The structure and some fundamental parts of this code are adapted from Full Stack Deep Learning (FSDL).
You can see this project in action in the accompanied demo and post, or run the code in this notebook.
The /cloud
folder imitates storing data in the cloud. In real world settings, the dataset will be stored on a cloud storage service such as Amazon S3. The actual code lives in the /codebase
folder. There is a clear seperation between training code (under /codebase/training
) and everything else including models, networks, datasets, and other utilities (under /codebase/font_classifier
). This seperation makes system deployment easier and cleaner.
As presented in the FSDL course, to version control the data, we don't check the actual images in git. Instead, a json file is created containing one entry per data instance. Each entry consists of the data instance URL (cloud storage), label, and other metadata if relevant. This json file is what gets tracked by git and therefore we can get the data at the required version by checking the corresponding git commit. As the dataset gets bigger the size of the json file gets larger, in which case git-lfs can be used. Benefits of this way of handling data:
-
Reproducibility: since it is tracked by git, we can get the exact data that we used a week ago or a year ago.
-
Extendibility: the dataset can be extended to incorporate new data while making sure to never use previous test set instances as training instances and vise versa.
-
Portability: reduces disk space required for the project, which makes it portable over git or any other means.
To run the code locally:
-
Install requirements:
$ pip install -r requirements.txt
-
Fetch and extract data from releases to /cloud folder:
$ wget 'https://github.com/mhmoodlan/arabic-font-classification/releases/download/v0.1.0/rufa.tar.gz' -O ./cloud/rufa.tar.gz $ cd /cloud && tar -xzf 'rufa.tar.gz'
-
Spin a simple server in the
/cloud
folder at http://0.0.0.0:8000/ :$ cd /cloud && python -m http.server
-
Run an experiment:
$ cd /codebase/code && export PYTHONPATH=. && python training/run_experiment.py --save \ '{"dataset": "RuFaDataset", "model": "FontModel", "network": "cnn", "train_args": {"epochs": 6, "mode": "test", "validate_mismatch": "False"}}'
The
'mode'
config in'train_args'
takes one of two values:'val'
or'test'
.In
'val'
mode: the model is trained and validated on synthetic data only. If'validate_mismatch'
is set to True, further data mismatch validation is performed on a subset of the real data.In
'test'
mode: the model is trained on the entire synthetic data + the part of the real data used in data mismatch validation in'val'
mode.

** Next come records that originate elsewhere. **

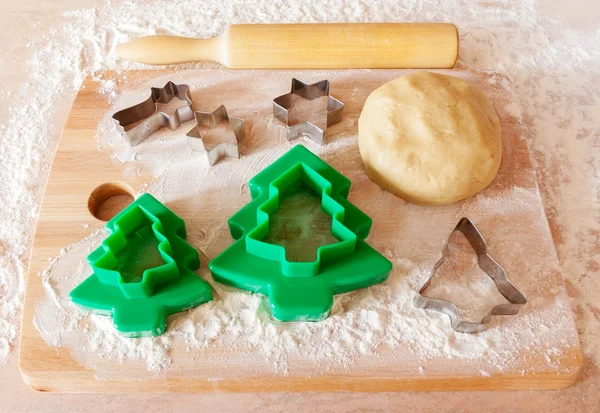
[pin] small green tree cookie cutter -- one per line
(299, 291)
(140, 307)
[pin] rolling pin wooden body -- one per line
(307, 46)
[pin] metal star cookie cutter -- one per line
(515, 297)
(138, 122)
(283, 104)
(211, 120)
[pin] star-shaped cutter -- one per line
(515, 297)
(283, 104)
(211, 120)
(138, 122)
(142, 308)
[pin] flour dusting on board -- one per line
(364, 324)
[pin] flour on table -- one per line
(554, 67)
(363, 323)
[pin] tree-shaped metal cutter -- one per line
(516, 299)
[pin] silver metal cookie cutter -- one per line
(515, 297)
(226, 147)
(138, 122)
(283, 103)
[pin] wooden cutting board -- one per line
(83, 176)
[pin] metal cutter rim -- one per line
(515, 297)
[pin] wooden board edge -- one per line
(85, 381)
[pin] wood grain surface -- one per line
(79, 168)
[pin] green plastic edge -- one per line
(144, 315)
(299, 293)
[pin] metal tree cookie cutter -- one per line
(227, 145)
(138, 122)
(283, 104)
(491, 268)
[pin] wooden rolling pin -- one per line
(307, 46)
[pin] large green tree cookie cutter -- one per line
(140, 306)
(299, 291)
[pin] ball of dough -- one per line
(430, 138)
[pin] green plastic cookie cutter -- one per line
(299, 291)
(143, 271)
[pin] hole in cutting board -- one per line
(108, 199)
(460, 281)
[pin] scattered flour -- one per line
(364, 324)
(555, 70)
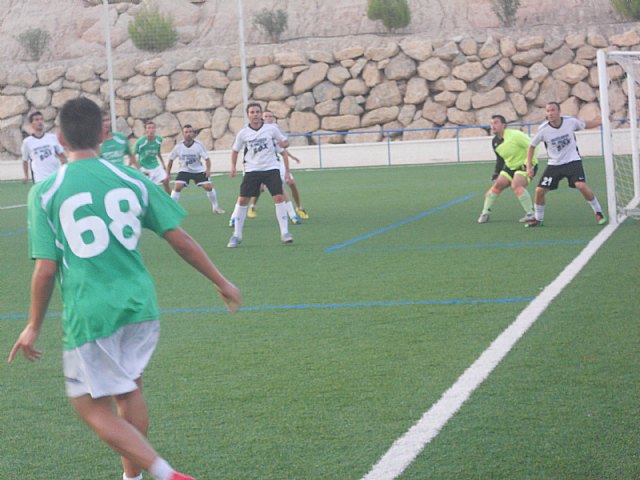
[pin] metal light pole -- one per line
(243, 62)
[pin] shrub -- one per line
(627, 8)
(506, 11)
(150, 30)
(393, 13)
(34, 41)
(273, 22)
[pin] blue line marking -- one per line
(399, 224)
(20, 231)
(306, 306)
(461, 246)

After training, the final generalization error is reported on the remainder of the real data.This command should output something similar to the following:
Epoch 1/6 1254/1254 [==============================] - 119s 95ms/step - loss: 0.3185 - accuracy: 0.8751 Epoch 2/6 1254/1254 [==============================] - 40s 32ms/step - loss: 0.0539 - accuracy: 0.9918 Epoch 3/6 1254/1254 [==============================] - 40s 32ms/step - loss: 0.0386 - accuracy: 0.9953 Epoch 4/6 1254/1254 [==============================] - 40s 32ms/step - loss: 0.0270 - accuracy: 0.9976 Epoch 5/6 1254/1254 [==============================] - 40s 32ms/step - loss: 0.0264 - accuracy: 0.9973 Epoch 6/6 1254/1254 [==============================] - 40s 32ms/step - loss: 0.0246 - accuracy: 0.9979 Training took 323.854642 s In test mode, mismatch data isn't validated since it's used during training. 14/14 [==============================] - 0s 10ms/step - loss: 0.2316 - accuracy: 0.9712 Test score: [0.2316255271434784, 0.971222996711731]